Un désastre écologique sans précédent

5 novembre 2015, Etat du Minas Gerais, Brésil. Un barrage de la compagnie minière Samarco, retenant des déchets des exploitations minières, cède sous de fortes pluies. Une coulée de boue ensevelit le village de Bento Rodrigues, causant 13 morts et une douzaine de disparus, et détruit tout l’écosystème du Rio Doce.

La rupture du barrage est à l’origine d’un désastre écologique sans précédent au Brésil. 62 millions de mètres cubes de boue contenant des déchets miniers se sont déversés dans le Rio Doce, continuant leur course sur plus de 600 kilomètres à travers les Etats de Minas Gerais et d’Espirito Santo avant d’atteindre l’océan Atlantique le 22 novembre. Le « fleuve doux » s’est ainsi transformé en « fleuve de la mort », tuant des milliers d’animaux pris dans la coulée – des poissons ne trouvant pas assez d’oxygène dans l’eau contaminée aux tortues en voie de disparition se trouvant dans l’estuaire de Regencia. Des carcasses boueuses jonchent les bords de ce qui fût un fleuve, et les sauveteurs se sont démenés pour sauver les animaux encore suffocants qu’ils croisaient. Des espèces endémiques ainsi qu’une barrière de corail sous vouées à disparaître, et les terres resteront infertiles pendant des années.

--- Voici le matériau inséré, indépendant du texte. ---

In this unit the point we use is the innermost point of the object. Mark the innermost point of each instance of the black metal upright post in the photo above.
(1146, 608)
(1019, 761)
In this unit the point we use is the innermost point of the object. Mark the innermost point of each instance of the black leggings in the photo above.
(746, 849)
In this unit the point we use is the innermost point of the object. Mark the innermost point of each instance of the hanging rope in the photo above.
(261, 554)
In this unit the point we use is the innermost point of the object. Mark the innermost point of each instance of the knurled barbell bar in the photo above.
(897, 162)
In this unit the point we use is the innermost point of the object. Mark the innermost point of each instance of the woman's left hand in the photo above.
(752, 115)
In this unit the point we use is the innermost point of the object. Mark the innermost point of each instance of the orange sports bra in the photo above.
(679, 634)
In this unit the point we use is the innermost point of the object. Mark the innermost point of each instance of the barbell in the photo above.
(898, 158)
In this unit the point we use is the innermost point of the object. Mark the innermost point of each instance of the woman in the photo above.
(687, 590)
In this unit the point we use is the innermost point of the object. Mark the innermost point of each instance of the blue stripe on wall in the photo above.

Isabelle Teixeira, la ministre de l’Environnement brésilienne, s’indigne : « il est clair que ce qui est arrivé dans le bassin du fleuve Doce est la pire catastrophe naturelle de l’histoire du pays, et cela ne doit pas arriver de nouveau». Elle a estimé que la réhabilitation du bassin prendrait au moins trois décennies, un désastre sans commune mesure dans l’histoire brésilienne.

Une boue toxique ?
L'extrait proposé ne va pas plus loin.